More details on the Employee Retention Credit program can be found in our On the Line post dedicated to the Employee Retention Credit or on the IRS FAQ on the Employee Retention Tax Credit.
Employee Retention Tax Credit vs. Paycheck Protection Program
There unfortunately isn’t a “one size fits all” answer to the question of whether a PPL or Employee Retention Tax Credit is better for your business.
As a busy business owner, the time it takes to get access to the relief options can be a consideration. A PPL requires an application process (and in a lot of cases, working with a bank that you have a preexisting relationship with), while employers can get immediate access to the Employee Retention Tax Credit by reducing employee tax deposits they are otherwise required to make.
Consider also the amount available for relief from a PPL vs. the tax credit and the number employees your business has:
How much are you eligible for in employee retention tax credit?
How much would you spend on eligible payroll expenses in the eight weeks from when you get the loan? Will eligible payroll expenses account for 60% of the loan amount? If not, are you willing to pay 1% interest to fund the PPL and do you have an eligible use for the proceeds?
Number of employees. If a business had 100 or fewer employees on average in 2019, then the Employee Retention Tax Credit is based on wages paid to all employees, regardless of whether they actually worked or not. If a business has more than 100 employees on average in2019, then the Employee Retention Tax Credit is allowed only for the wages paid to employees who did not work during the calendar quarter.
If your business is laying off or furloughing staff and decides to move forward with a PPL or the tax credit, take into account the following:
It is possible the PPL may not be forgiven (in part or in full). 60% of the loan proceeds need to be used for payroll costs in order to be eligible to be forgiven. If a business has fewer employees compared to the prior year, the amount eligible for forgiveness will be reduced. If you’ve already laid off or furloughed staff and have a PPL, consider whether you will have funds to pay the staff after you’ve used up the proceeds from the loan.

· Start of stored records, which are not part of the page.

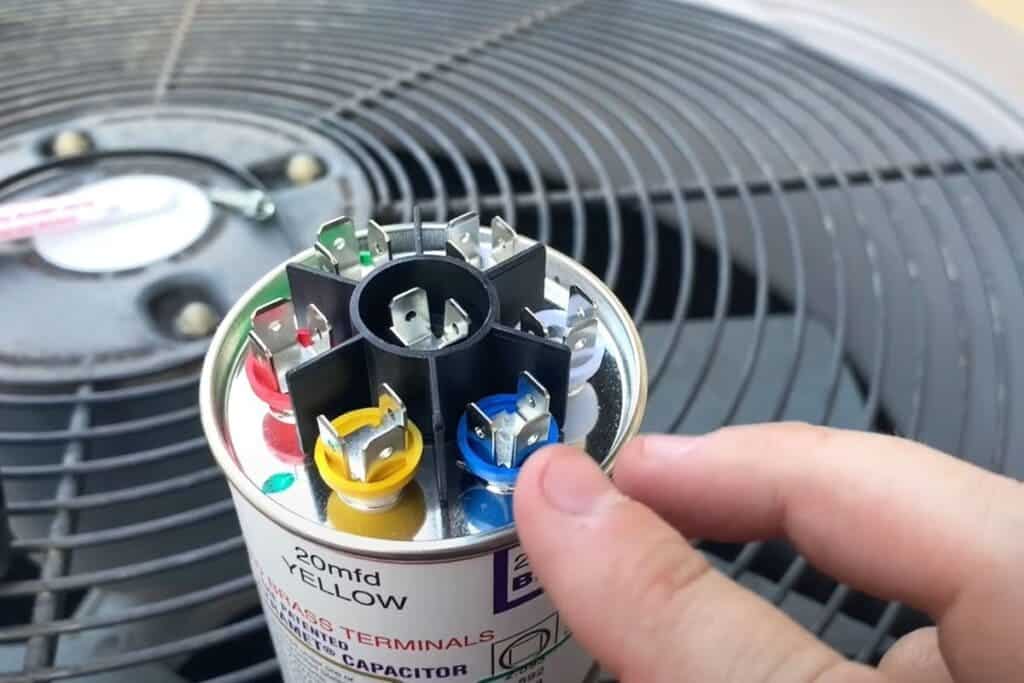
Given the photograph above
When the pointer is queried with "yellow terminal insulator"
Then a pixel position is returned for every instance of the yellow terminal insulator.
(384, 451)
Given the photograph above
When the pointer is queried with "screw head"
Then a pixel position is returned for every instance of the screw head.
(196, 319)
(70, 143)
(303, 168)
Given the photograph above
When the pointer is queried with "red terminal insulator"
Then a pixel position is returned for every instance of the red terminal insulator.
(281, 437)
(264, 384)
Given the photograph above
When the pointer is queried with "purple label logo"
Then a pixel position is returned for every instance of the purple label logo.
(514, 581)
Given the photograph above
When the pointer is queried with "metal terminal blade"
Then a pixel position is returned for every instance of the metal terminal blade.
(509, 435)
(528, 322)
(367, 445)
(411, 316)
(337, 244)
(464, 238)
(581, 319)
(411, 321)
(503, 240)
(320, 328)
(272, 333)
(480, 425)
(378, 242)
(531, 399)
(329, 434)
(391, 404)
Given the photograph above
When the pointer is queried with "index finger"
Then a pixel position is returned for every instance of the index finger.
(891, 517)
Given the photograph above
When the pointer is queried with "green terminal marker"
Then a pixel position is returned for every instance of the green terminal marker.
(279, 482)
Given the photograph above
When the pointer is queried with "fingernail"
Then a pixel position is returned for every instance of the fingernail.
(674, 445)
(574, 484)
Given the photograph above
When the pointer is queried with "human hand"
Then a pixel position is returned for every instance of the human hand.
(887, 516)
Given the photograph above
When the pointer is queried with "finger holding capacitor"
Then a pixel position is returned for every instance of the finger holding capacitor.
(933, 532)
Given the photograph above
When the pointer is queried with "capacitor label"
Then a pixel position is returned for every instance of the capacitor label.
(336, 616)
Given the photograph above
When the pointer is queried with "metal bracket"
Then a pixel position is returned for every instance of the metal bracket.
(367, 445)
(581, 330)
(276, 339)
(337, 244)
(463, 235)
(378, 242)
(509, 435)
(411, 321)
(503, 240)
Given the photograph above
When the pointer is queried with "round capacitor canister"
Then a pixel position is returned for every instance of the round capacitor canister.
(434, 586)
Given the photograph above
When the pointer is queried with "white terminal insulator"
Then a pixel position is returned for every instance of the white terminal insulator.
(303, 169)
(69, 143)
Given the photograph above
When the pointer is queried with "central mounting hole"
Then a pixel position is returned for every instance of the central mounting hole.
(440, 278)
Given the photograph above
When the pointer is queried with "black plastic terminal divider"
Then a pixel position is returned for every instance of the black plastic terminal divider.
(434, 384)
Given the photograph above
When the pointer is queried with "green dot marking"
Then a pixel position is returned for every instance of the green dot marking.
(279, 482)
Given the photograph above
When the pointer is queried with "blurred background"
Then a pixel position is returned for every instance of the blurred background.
(814, 211)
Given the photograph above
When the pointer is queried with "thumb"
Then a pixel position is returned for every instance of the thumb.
(641, 599)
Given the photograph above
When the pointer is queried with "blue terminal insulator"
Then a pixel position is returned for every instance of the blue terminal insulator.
(498, 433)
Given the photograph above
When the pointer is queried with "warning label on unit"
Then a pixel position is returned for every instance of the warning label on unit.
(341, 617)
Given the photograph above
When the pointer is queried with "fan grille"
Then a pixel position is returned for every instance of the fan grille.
(714, 172)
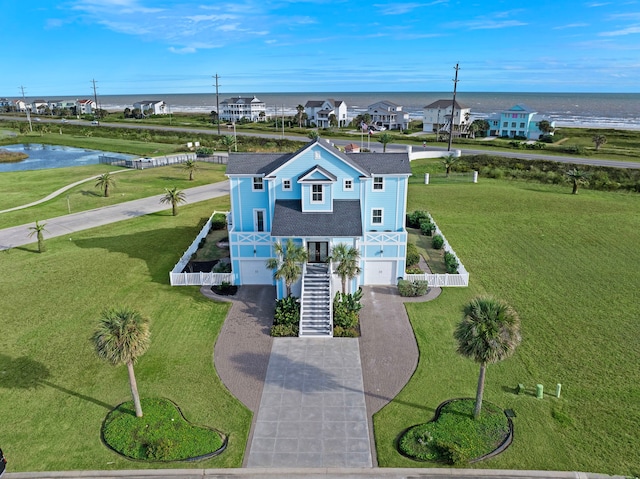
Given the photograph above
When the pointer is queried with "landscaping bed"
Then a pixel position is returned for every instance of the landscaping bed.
(162, 434)
(453, 436)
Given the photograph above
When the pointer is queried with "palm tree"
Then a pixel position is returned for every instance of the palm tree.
(489, 332)
(190, 166)
(105, 181)
(174, 197)
(448, 161)
(599, 140)
(39, 230)
(287, 264)
(349, 258)
(385, 139)
(122, 336)
(577, 177)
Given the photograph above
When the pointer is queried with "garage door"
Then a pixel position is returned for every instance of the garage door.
(255, 272)
(380, 272)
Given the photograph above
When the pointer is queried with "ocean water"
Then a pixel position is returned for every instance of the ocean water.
(601, 110)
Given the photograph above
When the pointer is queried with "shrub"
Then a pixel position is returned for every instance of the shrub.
(218, 222)
(222, 267)
(340, 332)
(346, 309)
(412, 288)
(287, 311)
(160, 449)
(427, 228)
(451, 263)
(437, 242)
(416, 217)
(284, 330)
(413, 257)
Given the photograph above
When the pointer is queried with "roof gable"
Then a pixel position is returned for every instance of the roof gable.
(317, 174)
(365, 164)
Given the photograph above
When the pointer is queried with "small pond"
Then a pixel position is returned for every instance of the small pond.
(53, 156)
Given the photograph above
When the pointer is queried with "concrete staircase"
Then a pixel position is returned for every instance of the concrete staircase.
(315, 309)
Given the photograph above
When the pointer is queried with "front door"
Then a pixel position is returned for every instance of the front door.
(318, 251)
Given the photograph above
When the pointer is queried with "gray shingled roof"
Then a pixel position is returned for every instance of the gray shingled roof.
(290, 221)
(266, 163)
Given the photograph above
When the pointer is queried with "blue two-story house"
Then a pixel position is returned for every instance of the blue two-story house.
(318, 197)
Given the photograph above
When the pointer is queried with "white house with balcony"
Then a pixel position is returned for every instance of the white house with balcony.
(437, 116)
(236, 108)
(519, 121)
(319, 112)
(151, 107)
(85, 107)
(388, 115)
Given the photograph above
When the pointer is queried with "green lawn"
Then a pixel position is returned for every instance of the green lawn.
(570, 265)
(23, 187)
(56, 392)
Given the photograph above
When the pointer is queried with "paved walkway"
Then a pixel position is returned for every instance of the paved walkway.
(312, 412)
(62, 225)
(59, 192)
(281, 371)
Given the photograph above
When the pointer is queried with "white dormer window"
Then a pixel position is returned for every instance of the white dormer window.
(316, 194)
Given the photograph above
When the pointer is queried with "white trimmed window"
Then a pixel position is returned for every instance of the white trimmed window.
(317, 194)
(376, 216)
(258, 219)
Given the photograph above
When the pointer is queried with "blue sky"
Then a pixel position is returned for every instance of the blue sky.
(160, 46)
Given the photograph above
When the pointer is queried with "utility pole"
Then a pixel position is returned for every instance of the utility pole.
(28, 110)
(217, 104)
(453, 107)
(95, 98)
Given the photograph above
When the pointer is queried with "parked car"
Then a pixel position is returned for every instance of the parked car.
(3, 463)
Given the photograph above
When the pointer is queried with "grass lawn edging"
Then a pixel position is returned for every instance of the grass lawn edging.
(504, 444)
(223, 437)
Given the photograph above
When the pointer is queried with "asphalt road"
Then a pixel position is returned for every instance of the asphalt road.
(62, 225)
(371, 143)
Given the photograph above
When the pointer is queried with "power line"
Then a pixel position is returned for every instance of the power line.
(453, 106)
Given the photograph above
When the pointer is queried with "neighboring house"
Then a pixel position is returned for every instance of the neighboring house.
(388, 114)
(151, 107)
(318, 197)
(20, 105)
(85, 107)
(62, 105)
(437, 116)
(352, 148)
(319, 112)
(236, 108)
(39, 106)
(518, 121)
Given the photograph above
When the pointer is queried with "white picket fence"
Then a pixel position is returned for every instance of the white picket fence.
(443, 280)
(178, 278)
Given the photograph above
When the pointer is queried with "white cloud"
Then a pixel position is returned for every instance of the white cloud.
(624, 31)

The tax credit can still be claimed against payroll taxes for 50% of the first $10K in qualified wages for each employee, even if they’ve been furloughed or are working partial shifts. For employers who had 100 or fewer full-time employees in 2019, a business can still obtain credit for their employees regardless of whether an employee worked during the crisis. This means that an employer will still receive the credit, regardless of interruptions to the business. For employers who had more than 100 full-time employees in 2019, the credit is applicable only to employees who were not providing services for the employer during the calendar quarter due to COVID-19 prohibitions.
Also worth considering when you’re laying off or furloughing staff are the unemployment benefits they may be eligible for. In some cases, an employee may be better off with the unemployment benefits made possible by the stimulus package.
What if a business has shut down or partially closed? For businesses that were operating in 2020 and have partially or fully closed due to shut-down orders by their applicable jurisdiction, employee retention tax credits are still available. For a PPL, a small business must have been operational on February 15, 2020, but keep in mind if you shut down or partially close, your loan may not be eligible for forgiveness if 60% of the loan is not spent on payroll costs.